What they don't know is that I've always felt I was meant to be a tom and not a she-cat. Colette understands this, my beloved Colette who inadvertently left me behind here at the front after a brave secret visit to her new husband, the awful Henri, who was made sergeant at the outbreak of war and fully believes he deserves the title. She didn't know that I'd stowed away in her vehicle in Paris, overcoming my detestation of blur and movement. But while I was outside the car, distracted by a blackbird, she was discovered and sent back to Paris, before I'd been able to surprise her with the warmth of my body at her shins. Now I'm trapped here until she realises what has happened – she will, I'm sure of it, with her cat-like instincts – and returns to collect me.
I've kept a low profile, and done my surveillance work discreetly. The officers' quarters, far from the fire trenches, appealed due to their trimmings and comforts, but I know the sergeant has always been jealous of Colette's love for me, and would be delighted to see me harmed. Alone with him one evening in their apartment in Paris, I sensed his malevolence so strongly that my usually dry paws became wet with sweat, and I disappeared the way only a cat can and did not re-emerge from my hiding place until she was home.
I moved away from the base reserve camp, past the support line, and arrived at this mud-churned front, though I would dearly have loved to stay close to the pigeon loft to catch one of those earnest little birds ferrying messages in aluminium capsules attached to their legs. Can it be true they are motivated to fly the distances they do for the meagre promise of being reunited with their mate on the other side of the partition on their return? They look delicious to me even when they come back ragged and bloody, almost torn apart by German bullets or German hawks, about to drop dead from fatigue. I enjoyed the jokes their human handlers told too. A male pigeon falls in love with a female pigeon and sets up a rendezvous at the top of the Eiffel Tower. He arrives on time. Two hours later, when he is about to give up and leave, she arrives and says casually, 'So sorry I'm late. It's such a lovely day, I thought I'd walk.'
The fire trench is not my ideal environment, but at least I know the sergeant will rarely set foot here, and the young men who fill these trenches are so miserably bothered by rats which have developed a taste for human flesh that they are glad to claim me as their own trench cat to rival the tomcat next door. It shocked Colette to see what has become of this swathe of the countryside. So many times I have accompanied her on visits to her mother in the small village in Burgundy where she grew up in pastoral paradise. She can summon vignettes of a way of life that most Parisians have long lost: resting her feet on a metal foot warmer filled with embers in a cold schoolroom; feasting on sloes from the hedges and on haws; the chestnut skins she'd throw in the fire, to her mother's chagrin, for they'd later spoil the ash lye spread over the bucking cloth on the laundry tub, and stain the linen.
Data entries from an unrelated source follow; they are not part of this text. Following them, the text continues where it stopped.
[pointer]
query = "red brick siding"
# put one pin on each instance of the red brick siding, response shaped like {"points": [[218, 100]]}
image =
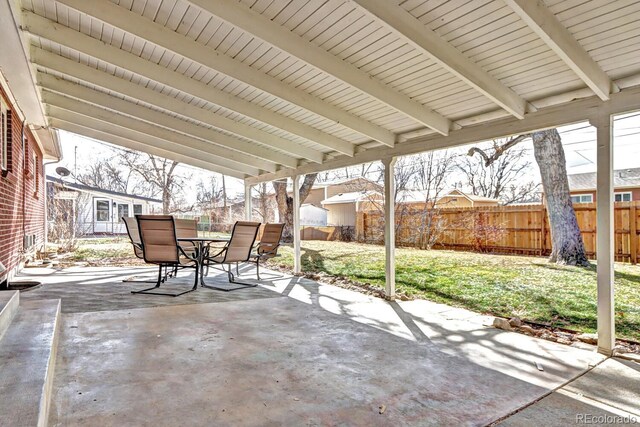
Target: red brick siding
{"points": [[22, 205]]}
Autumn was always her favourite season, and it became mine too once I had seen Burgundy. It was just as she'd promised: the last peaches, the triangular beechnuts, and the red leaves of the cherry trees quivering in the November dawn.
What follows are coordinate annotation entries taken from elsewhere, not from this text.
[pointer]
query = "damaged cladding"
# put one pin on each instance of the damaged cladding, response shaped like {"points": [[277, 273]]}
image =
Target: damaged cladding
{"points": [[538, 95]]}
But this late autumn at the front is unlike any I have witnessed. Without the changing palette of the trees to signal the shift towards winter (the leaves have been exploded off), and the songbirds mostly gone quiet, it becomes difficult to know where I am, in what season, in which century. Between my trench and the foremost trenches of the Germans, there is no living thing except rats anymore. Instead there is an ocean of mud, liquid enough that when the wind blows it forms ripples on the surface of the largest shell craters; pools deep enough to drown a man. Paris and its millennial amusements must have been a mirage, for how could that have led to this?
Neighbours
The tom returned when the sun was eking out a cold light. The soldiers had just stood down from their dawn stand-to-arms on the firestep, shooting off their 'morning hate', as the ritual of firing into the early mists – the Germans do the same – is called. Worn out from anticipating the tom's return in the night, I was no longer prepared, half dozing on my own parapet. The soldiers were wrapping and rewrapping their rotting feet before gingerly fitting on their boots. They had cleaned their rifles, and the senior officers had inspected them, and it was time for the breakfast truce, during which each side (on good days) let the other eat in peace.
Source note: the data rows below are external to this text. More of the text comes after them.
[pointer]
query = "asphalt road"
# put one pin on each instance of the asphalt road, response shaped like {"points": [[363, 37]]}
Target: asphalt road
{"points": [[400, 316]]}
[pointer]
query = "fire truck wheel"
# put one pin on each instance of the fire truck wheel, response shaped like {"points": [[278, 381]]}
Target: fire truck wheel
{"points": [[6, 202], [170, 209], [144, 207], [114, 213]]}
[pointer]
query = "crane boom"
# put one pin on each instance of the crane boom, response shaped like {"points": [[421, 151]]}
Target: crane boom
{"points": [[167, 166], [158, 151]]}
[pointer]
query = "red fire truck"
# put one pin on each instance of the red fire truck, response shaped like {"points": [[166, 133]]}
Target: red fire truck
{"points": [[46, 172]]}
One of the soldiers – very thin, very young – offered me some of his condensed-milk ration, and I stuck my nose up at it in worst pussycat fashion because I couldn't bear to take from him his small chance at nourishment. But he looked so dismayed that I climbed down, lapped it up, and thanked him with a guttural purr and a nudge of my head against his legs.
It was then that the tomcat's outline appeared against the grey sky and I knew I'd lost my chance to surprise him in a show of dominance. I would have to change tactics.
'Careful, little one,' the soldier whispered, looking up. 'You've got company.'
As nonchalantly as I could, I climbed back up the side of the trench and out onto the parapet. Some of the other soldiers stopped their morning task of repairing duckboards to watch, whistling and joking about a love match between two cats equally dimwitted enough to expose themselves to German snipers in daylight.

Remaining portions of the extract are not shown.